Everything you are is everything you will be. You have by now, established patterns in your life. If they are patterns of success, remind yourself of that. If you have always worked hard and gotten good grades, it is likely that you will work hard in a job and succeed eventually. If you haven't always worked hard and gotten good grades, well, every professor here can tell you about a former student who made a come from behind finish. Thinking about what you haven't done is the road to madness. Think about all you've accomplished so far.

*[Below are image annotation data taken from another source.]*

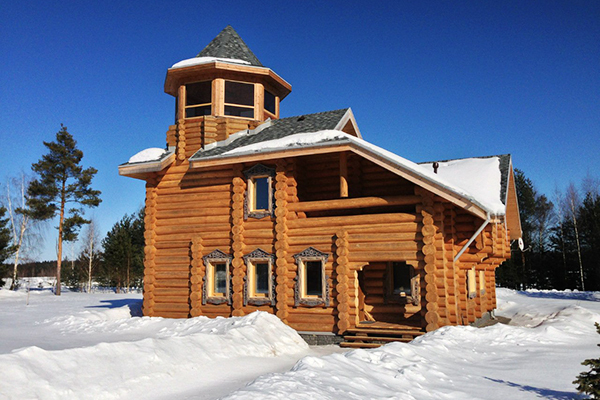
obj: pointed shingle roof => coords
[196,25,263,67]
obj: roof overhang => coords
[119,151,175,180]
[165,61,292,100]
[190,140,495,220]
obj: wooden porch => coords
[340,321,425,348]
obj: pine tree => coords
[27,124,101,295]
[573,322,600,399]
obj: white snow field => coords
[0,289,600,400]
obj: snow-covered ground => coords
[0,289,600,400]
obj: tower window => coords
[185,81,212,118]
[225,81,254,118]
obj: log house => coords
[119,26,521,347]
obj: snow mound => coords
[0,307,308,399]
[129,147,166,163]
[171,57,250,69]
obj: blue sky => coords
[0,0,600,259]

The biggest mistake I see twenty-somethings make is that they put all their energy into hustling, and not into making something that's worth hustling. I meet young film makers who are more concerned with getting the financing than with rewriting the screenplay. I see actors more concerned with the quality of their headshots than with the quality of their training. I see playwrights mailing out scripts to 70 different theaters without considering whether the play is ready to be produced. Newspapers and magazines, which are in the pocket of Hollywood press agents, make us feel that if we haven't made it by 25, it's over. But most overnight successes are not overnight successes. Real success is the result of a life's work. I smile when a student tells me she's going to give "the acting thing" five years and if it doesn't "work out," she's going to law school. Five years is nothing. As one of your fellow alums told you when she was here two weeks ago, Allison Janney didn't begin working until she was 35. You've got to be willing to give your life to something. You must value your craft even more than your career. As Genet once said, "Talent is courtesy with respect to matter." This is Genet, that gender-bending, bourgeoisie-shocking, venereal disease ridden ex-con, and he's talking about courtesy.

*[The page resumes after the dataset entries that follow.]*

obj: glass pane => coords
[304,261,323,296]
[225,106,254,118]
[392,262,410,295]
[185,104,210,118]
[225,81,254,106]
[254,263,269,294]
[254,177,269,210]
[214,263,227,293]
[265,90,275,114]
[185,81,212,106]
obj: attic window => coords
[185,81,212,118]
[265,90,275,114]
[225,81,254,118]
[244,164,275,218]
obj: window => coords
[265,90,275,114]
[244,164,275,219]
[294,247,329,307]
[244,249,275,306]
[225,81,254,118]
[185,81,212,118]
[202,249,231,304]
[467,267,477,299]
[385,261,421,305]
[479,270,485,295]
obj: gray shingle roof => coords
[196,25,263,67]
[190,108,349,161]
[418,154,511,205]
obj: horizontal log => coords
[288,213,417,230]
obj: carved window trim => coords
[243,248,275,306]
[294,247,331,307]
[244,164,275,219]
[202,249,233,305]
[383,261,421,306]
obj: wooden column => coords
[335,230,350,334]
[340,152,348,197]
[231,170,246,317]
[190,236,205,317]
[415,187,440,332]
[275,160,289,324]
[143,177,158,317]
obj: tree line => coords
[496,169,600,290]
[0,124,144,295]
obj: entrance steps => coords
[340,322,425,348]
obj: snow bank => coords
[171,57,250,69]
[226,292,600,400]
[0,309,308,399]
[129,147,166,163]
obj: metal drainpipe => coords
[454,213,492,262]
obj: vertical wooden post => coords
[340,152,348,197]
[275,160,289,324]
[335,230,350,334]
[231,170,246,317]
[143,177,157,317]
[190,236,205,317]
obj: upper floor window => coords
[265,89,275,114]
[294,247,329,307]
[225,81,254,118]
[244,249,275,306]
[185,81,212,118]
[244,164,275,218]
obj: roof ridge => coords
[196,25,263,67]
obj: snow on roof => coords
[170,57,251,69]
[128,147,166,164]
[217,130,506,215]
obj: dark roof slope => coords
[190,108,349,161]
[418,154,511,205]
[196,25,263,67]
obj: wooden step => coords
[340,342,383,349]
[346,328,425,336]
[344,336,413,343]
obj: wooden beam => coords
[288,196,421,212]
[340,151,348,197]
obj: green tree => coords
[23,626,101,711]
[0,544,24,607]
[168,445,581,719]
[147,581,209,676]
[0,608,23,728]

This winter my father was in the hospital. He had gone in for a fairly routine but complications led to paralysis in his legs. So things seemed pretty bad. We've all heard the saying, "I cried because I had no shoes until I met a man who had no feet." Well, in an astonishing illustration, my father's roommate in the hospital was a man left quadripalegic by a motorcycle accident. My father was well-off by comparison.

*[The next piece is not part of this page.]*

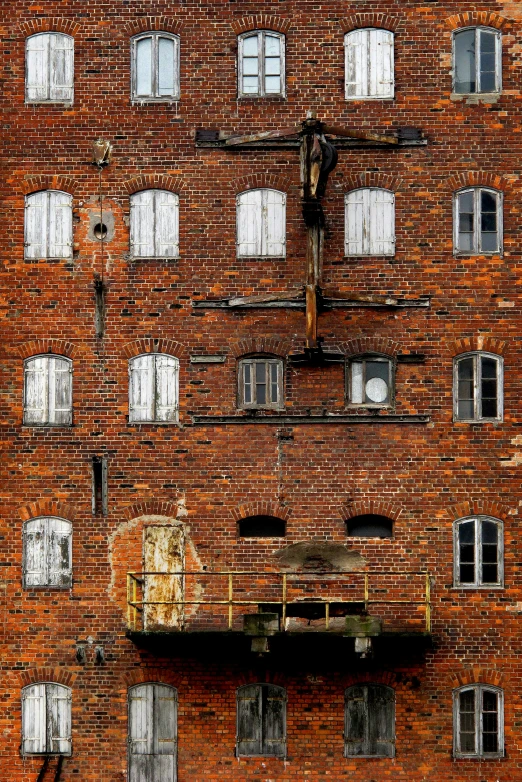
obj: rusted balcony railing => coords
[127,570,431,633]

When I visited my father in the hospital I would bustle up and down the halls seeing to this and that and one night I heard the strains of "Amazing Grace" coming from somebody's room. I poked my head in the door and saw a man playing the concertina. The Concertina Man came to the hospital every Saturday night to soothe the patients off to sleep. He would ask for requests and invariably people would ask for "Amazing Grace." He finally reached my father's room and my father's roommate also asked for "Amazing Grace." I watched the Concertina Man's face for a flicker of impatience or boredom but he gave no sign that anyone else had requested the song that evening. He launched into "Amazing Grace" as if he had been hoping somebody would request it. This was a man who was using his gift as a gift. It was the first time all year I had seen an artist who wasn't concerned with getting a development deal. This man did indeed have amazing grace. This man was truly somebody.

Four years ago I told you that if you do what you love, the money will come. Life gets harder when people offer you more money to do something else. But I urge you to do what you love and to do it out of love, not for the money or the outward success. Question what the world is valuing. Decide what you want to place value on. Assume your job should contribute something meaningful to the world. And that doesn't mean you have to work for Amnesty International or join the Peace Corps. Those are certainly meaningful callings but perhaps your calling is subtler or closer to home. You will know your calling when you've answered it. If you are unhappy, you are off track. Demand happiness. It's my hope for you. It's God's will for you.